Checked glusterd on rhs-client11. Turns out the pmap signout hadn't happened for the, which had lead to the pmap registry containing stale entries. Because of the way the way the pmap registry is searched, glusterd is returning the stale, old port entry for the brick b1.

---- gdb output
(gdb) p $1.pmap
$2 = (struct pmap_registry *) 0x7f4168358010
(gdb) p *$2
$3 = {base_port = 49152, last_alloc = 49154, ports = {{type = GF_PMAP_PORT_FREE, brickname = 0x0, xprt = 0x0} <repeats 22 times>, {type = GF_PMAP_PORT_FOREIGN, brickname = 0x0, xprt = 0x0}, {type = GF_PMAP_PORT_FREE, brickname = 0x0,
      xprt = 0x0}, {type = GF_PMAP_PORT_FREE, brickname = 0x0, xprt = 0x0}, {type = GF_PMAP_PORT_FOREIGN, brickname = 0x0, xprt = 0x0}, {type = GF_PMAP_PORT_FREE, brickname = 0x0, xprt = 0x0} <repeats 85 times>, {
      type = GF_PMAP_PORT_FOREIGN, brickname = 0x0, xprt = 0x0}, {type = GF_PMAP_PORT_FREE, brickname = 0x0, xprt = 0x0} <repeats 908 times>, {type = GF_PMAP_PORT_FOREIGN, brickname = 0x0, xprt = 0x0}, {type = GF_PMAP_PORT_FOREIGN,
      brickname = 0x0, xprt = 0x0}, {type = GF_PMAP_PORT_FOREIGN, brickname = 0x0, xprt = 0x0}, {type = GF_PMAP_PORT_FOREIGN, brickname = 0x0, xprt = 0x0}, {type = GF_PMAP_PORT_FREE, brickname = 0x0, xprt = 0x0} <repeats 4642 times>, {
      type = GF_PMAP_PORT_FOREIGN, brickname = 0x0, xprt = 0x0}, {type = GF_PMAP_PORT_FREE, brickname = 0x0, xprt = 0x0} <repeats 18340 times>, {type = GF_PMAP_PORT_FOREIGN, brickname = 0x0, xprt = 0x0}, {type = GF_PMAP_PORT_FREE,
      brickname = 0x0, xprt = 0x0} <repeats 20559 times>, {type = GF_PMAP_PORT_FOREIGN, brickname = 0x0, xprt = 0x0}, {type = GF_PMAP_PORT_FREE, brickname = 0x0, xprt = 0x0} <repeats 4584 times>, {type = GF_PMAP_PORT_BRICKSERVER,
      brickname = 0x1fe4880 "/rhs/device0/b1", xprt = 0x1fd2e80}, {type = GF_PMAP_PORT_BRICKSERVER, brickname = 0x1fdc3c0 "/rhs/device0/b1_replaced", xprt = 0x1fd4400}, {type = GF_PMAP_PORT_BRICKSERVER,
      brickname = 0x1fceae0 "/rhs/device0/b1", xprt = 0x1fd4400}, {type = GF_PMAP_PORT_FREE, brickname = 0x0, xprt = 0x0} <repeats 16381 times>}}
(gdb)
----

As can be seen in the gdb output above, in the pmap.ports table, there are 2 entries for '/rhs/device0/b1'. The sequence of replace-brick commands, b1 -> b1_replaced -> b1, and the apparent failure of pmap_signout to happen have lead to this situation.
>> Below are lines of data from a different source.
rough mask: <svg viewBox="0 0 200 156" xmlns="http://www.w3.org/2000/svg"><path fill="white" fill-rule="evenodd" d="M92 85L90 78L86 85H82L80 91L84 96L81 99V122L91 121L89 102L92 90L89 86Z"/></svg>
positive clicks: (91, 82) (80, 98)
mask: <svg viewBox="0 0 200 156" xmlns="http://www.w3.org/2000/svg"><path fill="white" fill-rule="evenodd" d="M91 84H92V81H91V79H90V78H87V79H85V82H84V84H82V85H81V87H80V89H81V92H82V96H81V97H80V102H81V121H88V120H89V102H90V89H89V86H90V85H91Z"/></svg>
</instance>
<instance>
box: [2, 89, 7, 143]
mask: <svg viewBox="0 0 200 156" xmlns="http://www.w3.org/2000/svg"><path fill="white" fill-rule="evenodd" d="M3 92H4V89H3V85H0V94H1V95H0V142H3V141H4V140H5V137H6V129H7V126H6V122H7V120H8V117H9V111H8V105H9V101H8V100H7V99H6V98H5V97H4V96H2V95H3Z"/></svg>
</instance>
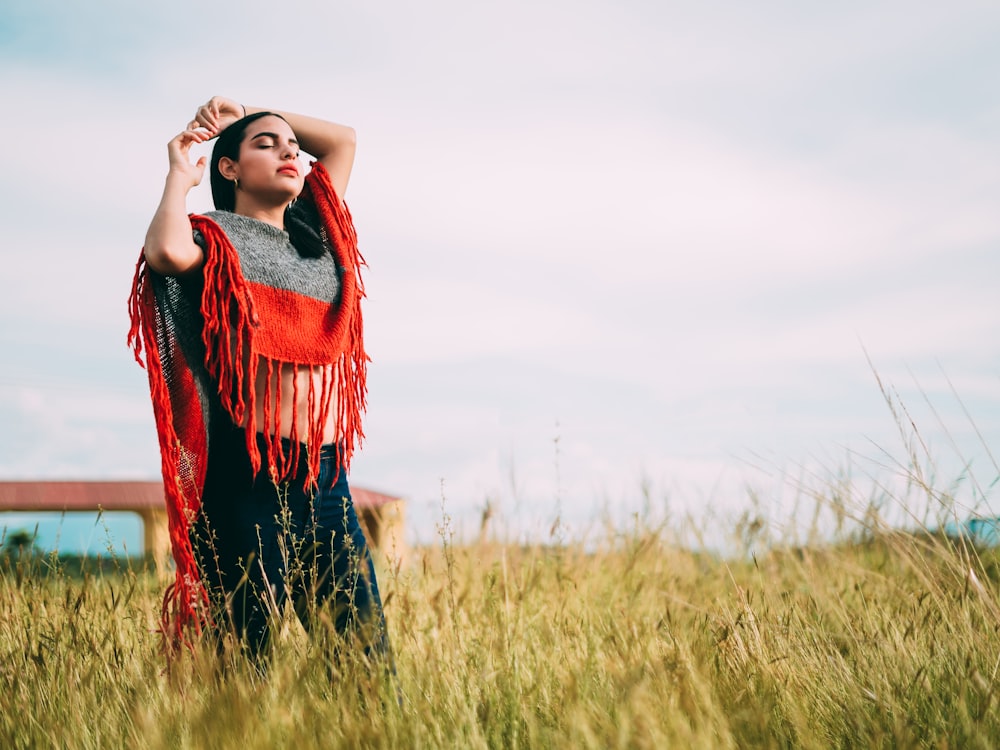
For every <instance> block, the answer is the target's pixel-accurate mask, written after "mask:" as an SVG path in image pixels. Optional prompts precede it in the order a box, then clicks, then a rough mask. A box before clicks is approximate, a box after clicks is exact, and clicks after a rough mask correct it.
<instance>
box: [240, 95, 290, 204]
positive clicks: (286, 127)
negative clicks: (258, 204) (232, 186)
mask: <svg viewBox="0 0 1000 750" xmlns="http://www.w3.org/2000/svg"><path fill="white" fill-rule="evenodd" d="M234 166H235V169H236V172H237V177H238V179H239V186H240V187H239V189H240V191H246V192H247V193H248V194H250V195H252V196H254V197H255V198H258V199H259V200H263V201H268V202H269V201H274V202H275V203H279V202H287V201H290V200H292V199H293V198H296V197H297V196H298V194H299V193H301V192H302V186H303V183H304V182H305V171H304V170H303V168H302V163H301V162H300V161H299V142H298V141H297V140H296V138H295V133H294V132H293V131H292V129H291V127H290V126H289V125H288V123H287V122H285V121H284V120H282V119H281V118H280V117H274V116H273V115H268V116H266V117H261V118H260V119H258V120H254V121H253V122H252V123H250V124H249V125H248V126H247V129H246V132H245V133H244V134H243V142H242V143H241V144H240V158H239V161H238V162H237V163H236V164H235V165H234Z"/></svg>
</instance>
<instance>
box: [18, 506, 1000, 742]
mask: <svg viewBox="0 0 1000 750" xmlns="http://www.w3.org/2000/svg"><path fill="white" fill-rule="evenodd" d="M8 563H9V564H8V566H7V570H6V571H5V574H4V575H3V576H2V577H0V680H2V691H0V706H2V710H0V745H2V746H3V747H10V748H21V747H24V748H27V747H48V746H51V747H70V748H75V747H88V748H89V747H171V748H174V747H213V748H226V747H238V748H251V747H283V746H292V745H296V744H299V745H301V746H314V747H430V748H436V747H504V748H508V747H594V748H597V747H600V748H605V747H711V748H719V747H722V748H725V747H816V748H829V747H993V746H996V745H997V744H998V742H1000V719H998V713H997V710H996V705H995V703H996V695H995V693H996V689H997V678H998V665H1000V661H998V657H1000V635H998V628H1000V617H998V614H1000V611H998V609H1000V601H998V588H1000V561H998V560H997V557H996V555H995V554H994V553H992V552H990V553H977V552H976V551H975V550H974V549H972V548H971V547H969V546H968V545H963V544H961V543H955V542H953V541H949V540H948V539H945V538H942V537H936V536H933V535H921V534H904V533H885V534H878V535H871V536H870V537H869V538H866V539H861V540H858V541H855V542H853V543H841V544H828V545H826V546H815V547H811V548H810V547H803V548H790V549H783V550H777V551H772V552H769V553H766V554H762V555H758V556H756V557H749V558H747V559H740V560H739V561H735V562H734V561H729V562H726V561H723V560H721V559H718V558H715V557H713V556H710V555H705V554H698V553H693V552H687V551H682V550H678V549H676V548H674V547H672V546H669V545H667V544H665V543H664V541H663V539H662V534H660V533H658V532H657V531H656V530H655V529H652V528H644V527H642V526H640V527H638V528H637V529H636V530H634V531H633V532H631V533H629V534H625V535H620V536H614V535H609V536H608V538H607V539H606V540H605V542H604V543H603V544H602V545H600V546H599V548H596V549H584V548H583V547H581V546H574V545H572V544H570V545H564V546H561V547H551V548H546V547H533V548H524V547H518V546H511V545H502V544H495V543H489V542H484V543H480V544H476V545H472V546H452V545H451V544H450V543H449V542H447V540H443V541H442V543H441V544H440V545H438V546H436V547H434V548H428V549H422V550H418V551H416V552H415V553H414V556H413V558H412V563H411V565H410V567H409V568H408V569H407V570H404V571H395V572H394V571H386V572H384V573H383V584H382V585H383V589H384V590H385V598H386V600H387V602H386V611H387V615H388V618H389V623H390V629H391V637H392V641H393V645H394V648H395V655H396V664H397V669H398V676H397V679H396V680H395V682H394V684H389V682H390V681H387V680H384V679H382V673H381V671H380V670H378V669H376V670H374V672H372V671H371V670H369V669H367V668H366V667H365V666H364V665H363V664H358V663H343V662H334V661H333V659H332V658H331V656H330V653H329V652H328V651H327V650H325V649H324V648H323V647H322V646H321V645H320V644H321V640H322V639H319V640H317V639H308V638H306V637H305V636H304V634H303V633H301V632H300V631H298V630H297V629H296V628H295V627H289V628H288V629H287V630H286V632H285V633H284V635H283V636H282V638H281V639H280V640H279V642H278V644H277V647H276V652H275V654H274V658H273V661H272V663H271V667H270V671H269V673H268V674H267V675H266V676H265V677H261V676H260V675H259V674H257V673H256V672H255V671H253V670H252V669H250V668H249V667H248V666H247V665H246V664H242V663H241V662H240V660H239V659H238V658H237V657H233V656H230V657H227V658H226V659H224V660H223V663H222V665H221V666H220V663H219V661H218V660H217V659H216V658H215V657H214V655H213V654H210V653H208V650H207V649H202V648H198V649H196V650H195V652H194V653H193V654H190V655H188V656H187V657H185V658H184V659H182V660H180V661H179V662H177V663H176V664H175V666H174V668H173V669H172V670H171V671H170V672H169V673H167V672H166V671H165V669H164V661H163V659H162V658H161V656H160V654H159V652H158V646H159V640H158V637H157V635H156V634H155V633H154V632H153V631H154V628H155V624H156V611H157V606H158V604H159V595H160V584H159V583H158V582H157V581H156V579H155V576H153V575H152V574H149V573H146V572H142V571H135V570H129V569H128V568H123V569H121V570H120V571H118V572H117V573H110V574H107V573H104V574H99V575H84V576H83V577H82V578H75V577H70V576H68V575H65V574H61V573H60V572H59V570H58V568H57V567H56V569H52V564H51V562H48V561H47V559H45V558H42V559H39V558H30V559H21V560H19V561H13V562H11V561H8ZM396 689H398V690H399V692H400V693H401V695H402V702H401V703H397V701H396V693H395V691H396ZM301 743H307V744H305V745H302V744H301Z"/></svg>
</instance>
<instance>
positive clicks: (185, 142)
mask: <svg viewBox="0 0 1000 750" xmlns="http://www.w3.org/2000/svg"><path fill="white" fill-rule="evenodd" d="M211 137H212V136H211V135H209V133H208V132H207V131H206V130H201V129H199V130H185V131H184V132H183V133H179V134H177V135H176V136H174V137H173V138H171V139H170V143H168V144H167V155H168V157H169V159H170V174H172V175H176V176H177V177H178V178H179V179H180V180H181V181H182V182H183V184H184V185H185V186H186V187H187V189H188V190H190V189H191V188H193V187H194V186H195V185H198V184H199V183H201V178H202V177H204V175H205V164H206V163H207V160H206V158H205V157H204V156H202V157H201V158H200V159H198V161H197V162H195V163H194V164H192V163H191V146H192V145H194V144H195V143H204V142H205V141H207V140H208V139H209V138H211Z"/></svg>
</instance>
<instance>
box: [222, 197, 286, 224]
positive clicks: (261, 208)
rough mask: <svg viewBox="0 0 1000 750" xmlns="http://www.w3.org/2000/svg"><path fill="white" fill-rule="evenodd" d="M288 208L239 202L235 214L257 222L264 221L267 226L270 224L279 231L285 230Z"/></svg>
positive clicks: (234, 211)
mask: <svg viewBox="0 0 1000 750" xmlns="http://www.w3.org/2000/svg"><path fill="white" fill-rule="evenodd" d="M286 208H288V206H287V205H286V204H282V205H280V206H260V205H256V204H251V203H250V202H249V201H240V200H237V201H236V206H235V208H234V209H233V213H234V214H239V215H240V216H248V217H250V218H251V219H257V221H263V222H264V223H265V224H270V225H271V226H275V227H277V228H278V229H284V228H285V209H286Z"/></svg>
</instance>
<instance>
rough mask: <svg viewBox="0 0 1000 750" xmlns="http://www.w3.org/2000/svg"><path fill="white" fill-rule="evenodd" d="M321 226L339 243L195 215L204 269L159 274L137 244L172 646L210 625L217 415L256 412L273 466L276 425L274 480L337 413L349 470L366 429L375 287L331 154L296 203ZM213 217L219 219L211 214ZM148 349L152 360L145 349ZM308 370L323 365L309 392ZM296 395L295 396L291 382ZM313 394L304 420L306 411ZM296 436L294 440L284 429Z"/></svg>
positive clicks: (138, 289) (135, 321) (272, 479)
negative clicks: (315, 246) (285, 434)
mask: <svg viewBox="0 0 1000 750" xmlns="http://www.w3.org/2000/svg"><path fill="white" fill-rule="evenodd" d="M290 210H295V211H296V212H298V213H297V218H299V219H301V218H302V217H303V216H305V217H306V218H308V219H311V220H312V223H314V224H315V227H316V231H317V232H318V234H319V238H320V239H321V241H322V243H323V245H324V246H325V247H326V248H327V249H328V251H329V252H328V253H326V254H324V255H321V256H319V257H306V256H303V255H301V254H299V253H298V252H297V251H296V250H295V247H294V246H293V245H291V243H290V242H289V240H288V235H287V234H286V233H285V232H284V231H282V230H279V229H277V228H275V227H271V226H269V225H266V224H264V223H263V222H259V221H256V220H254V219H249V218H247V217H242V216H238V215H235V214H227V213H226V212H212V213H210V214H208V215H207V216H196V215H192V216H191V224H192V227H193V228H194V230H195V237H196V239H197V240H198V242H199V244H200V245H201V246H202V247H203V248H204V252H205V260H204V265H203V266H202V269H201V273H200V274H192V275H190V276H186V277H168V276H163V275H161V274H158V273H156V272H155V271H153V270H152V269H150V268H149V267H148V266H147V265H146V263H145V256H144V255H143V254H140V256H139V261H138V263H137V264H136V271H135V277H134V279H133V283H132V292H131V295H130V296H129V313H130V317H131V328H130V330H129V335H128V343H129V346H130V347H131V348H132V350H133V352H134V355H135V358H136V361H137V362H138V363H139V364H140V365H142V366H144V367H145V368H146V370H147V372H148V375H149V386H150V395H151V397H152V401H153V413H154V416H155V420H156V430H157V434H158V437H159V442H160V458H161V470H162V473H163V485H164V497H165V500H166V508H167V519H168V522H169V530H170V543H171V548H172V552H173V557H174V562H175V564H176V575H175V579H174V582H173V583H172V584H171V585H170V586H169V587H168V589H167V591H166V593H165V594H164V600H163V608H162V611H161V628H162V633H163V635H164V644H165V645H166V647H167V649H168V652H169V653H173V652H174V651H175V650H176V648H177V647H178V646H179V645H180V644H182V643H185V642H186V643H189V644H190V642H191V641H190V639H189V638H188V633H189V632H190V631H192V630H193V631H194V633H195V634H200V633H201V631H202V629H203V628H204V627H205V626H206V625H210V624H211V622H210V618H211V614H210V609H209V599H208V593H207V591H206V589H205V586H204V584H203V582H202V580H201V578H200V575H199V571H198V567H197V564H196V562H195V558H194V553H193V550H192V544H191V538H190V530H191V526H192V524H193V522H194V519H195V516H196V514H197V513H198V511H199V509H200V507H201V498H202V492H203V489H204V484H205V473H206V470H207V467H208V460H209V455H210V451H211V442H212V432H213V430H212V428H213V425H215V426H219V425H225V426H228V425H231V424H233V423H235V424H244V423H245V424H246V438H247V442H246V445H247V452H248V455H249V456H250V459H251V463H252V465H253V467H254V470H255V471H259V470H260V468H261V465H262V460H263V459H262V456H261V451H260V448H259V447H258V443H257V439H256V433H258V432H260V433H262V434H264V435H265V436H267V441H266V443H267V451H266V458H267V468H268V471H269V475H270V476H271V479H272V481H274V482H275V483H278V482H280V481H281V480H282V479H284V478H287V477H289V476H290V475H291V474H292V473H293V472H294V469H295V467H296V465H297V463H298V460H299V454H300V450H301V449H302V446H303V444H306V445H315V446H318V445H320V444H321V443H322V442H323V434H324V428H325V426H326V425H327V423H328V421H329V419H330V417H331V416H332V417H333V422H334V424H335V425H336V440H335V442H336V443H337V444H338V446H339V448H340V450H339V451H338V452H337V453H338V460H339V462H340V465H339V466H338V469H339V470H342V471H346V470H347V468H348V467H349V464H350V460H351V456H352V455H353V453H354V450H355V448H356V447H358V446H360V444H361V441H362V439H363V438H364V432H363V429H362V424H361V418H362V414H363V412H364V410H365V406H366V399H367V387H366V375H367V364H368V356H367V354H366V353H365V350H364V337H363V325H362V316H361V300H362V298H363V297H364V285H363V282H362V279H361V274H360V271H361V267H362V266H364V265H365V262H364V258H363V257H362V256H361V254H360V252H359V251H358V243H357V234H356V233H355V230H354V223H353V221H352V219H351V215H350V212H349V211H348V209H347V206H346V205H345V204H344V203H343V202H342V201H341V200H340V198H339V197H338V196H337V194H336V192H335V191H334V189H333V185H332V184H331V182H330V177H329V174H328V173H327V171H326V169H325V168H324V167H323V165H322V164H320V163H318V162H316V163H314V164H313V167H312V170H311V171H310V173H309V174H308V175H307V177H306V184H305V188H304V189H303V192H302V194H301V196H300V197H299V199H298V201H297V202H296V205H295V206H293V208H292V209H290ZM213 219H214V220H213ZM143 353H145V362H144V361H143ZM259 368H264V371H265V372H266V375H267V383H268V385H267V387H266V388H265V389H264V391H265V392H264V393H263V394H260V395H261V396H263V401H264V403H263V405H262V406H263V408H262V413H263V424H258V423H257V412H258V408H257V407H258V404H257V403H256V399H257V393H256V389H255V384H256V382H257V375H258V370H259ZM283 368H285V369H287V368H290V369H291V370H292V374H293V382H294V383H296V386H295V387H294V389H293V393H292V398H293V401H294V404H293V405H292V409H291V414H292V420H291V424H290V425H283V424H282V423H281V419H280V415H281V413H282V403H281V398H282V394H281V389H280V388H279V387H277V383H278V382H279V379H280V374H281V372H282V371H283ZM300 369H306V370H310V371H312V372H313V373H320V376H319V377H316V376H315V375H314V376H312V377H309V378H308V382H309V386H308V388H306V389H304V391H305V392H300V389H299V387H298V385H297V383H298V378H297V377H295V376H297V375H298V373H299V371H300ZM286 395H287V394H286ZM301 403H305V404H306V405H307V407H308V408H307V413H308V414H309V415H311V416H310V418H309V419H308V420H307V424H300V423H299V422H298V419H297V416H296V415H297V414H298V412H299V410H298V408H297V407H298V406H299V405H300V404H301ZM283 430H284V431H285V434H287V435H288V436H289V437H290V438H291V440H290V443H289V444H290V445H291V446H292V448H291V450H290V451H285V450H284V447H283V444H282V441H281V435H282V431H283ZM306 452H307V459H308V472H307V477H306V485H311V484H315V483H316V478H317V477H318V476H319V462H320V451H319V450H307V451H306Z"/></svg>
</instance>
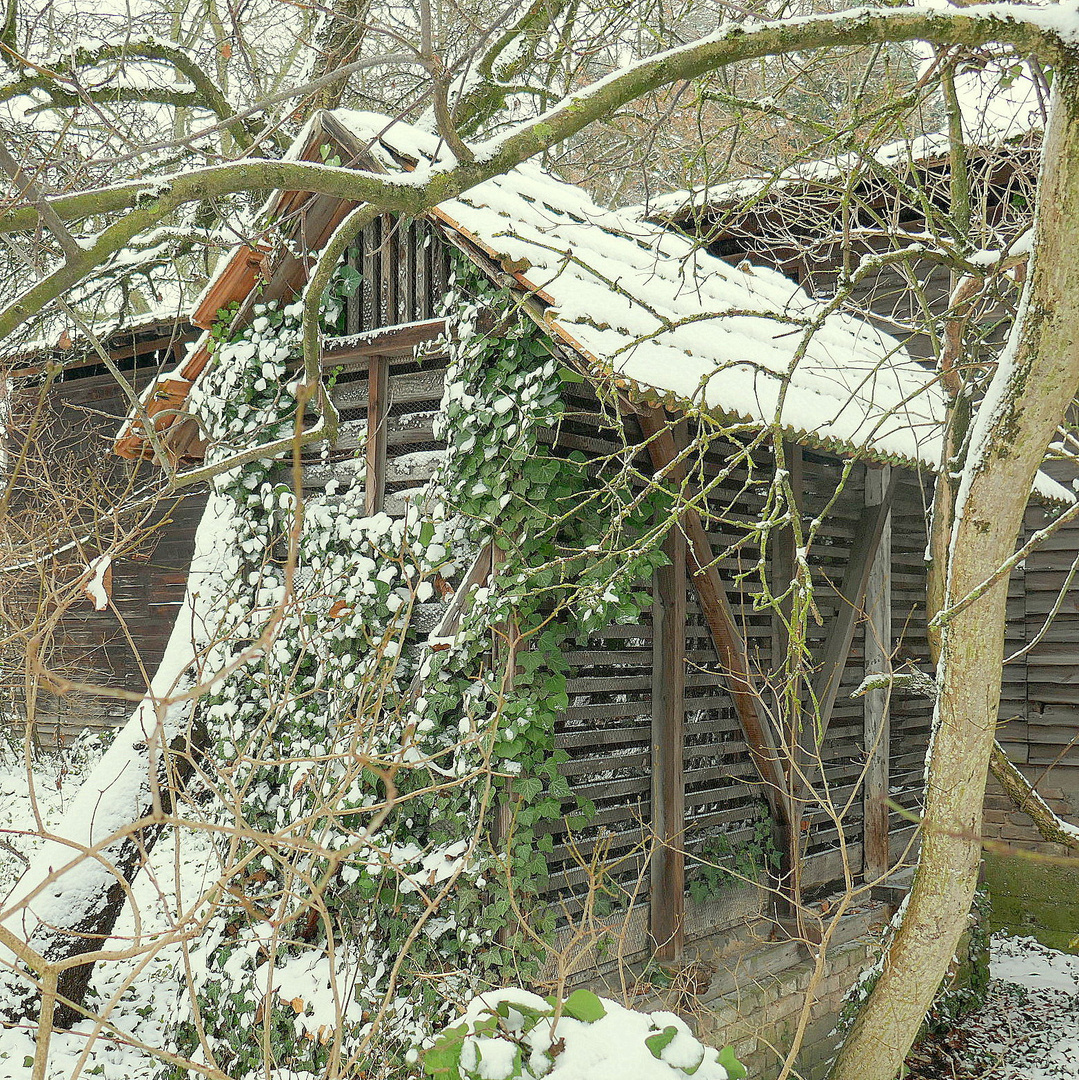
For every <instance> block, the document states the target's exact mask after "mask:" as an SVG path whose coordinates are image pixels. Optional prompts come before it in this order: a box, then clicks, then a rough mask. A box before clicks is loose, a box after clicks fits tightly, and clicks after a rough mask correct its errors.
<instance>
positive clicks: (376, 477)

Comment 1 Joe Julian 2015-11-15 16:35:14 UTC

I suspect that this bug could also be avoided if we captured a replace-brick where the source is the same as the destination in the cli and suggested simply "start ... force" instead.

Comment 2 Niels de Vos 2016-06-17 15:58:30 UTC

This bug is getting closed because the 3.5 is marked End-Of-Life. There will be no further updates to this version. Please open a new bug against a version that still receives bugfixes if you are still facing this issue in a more current release.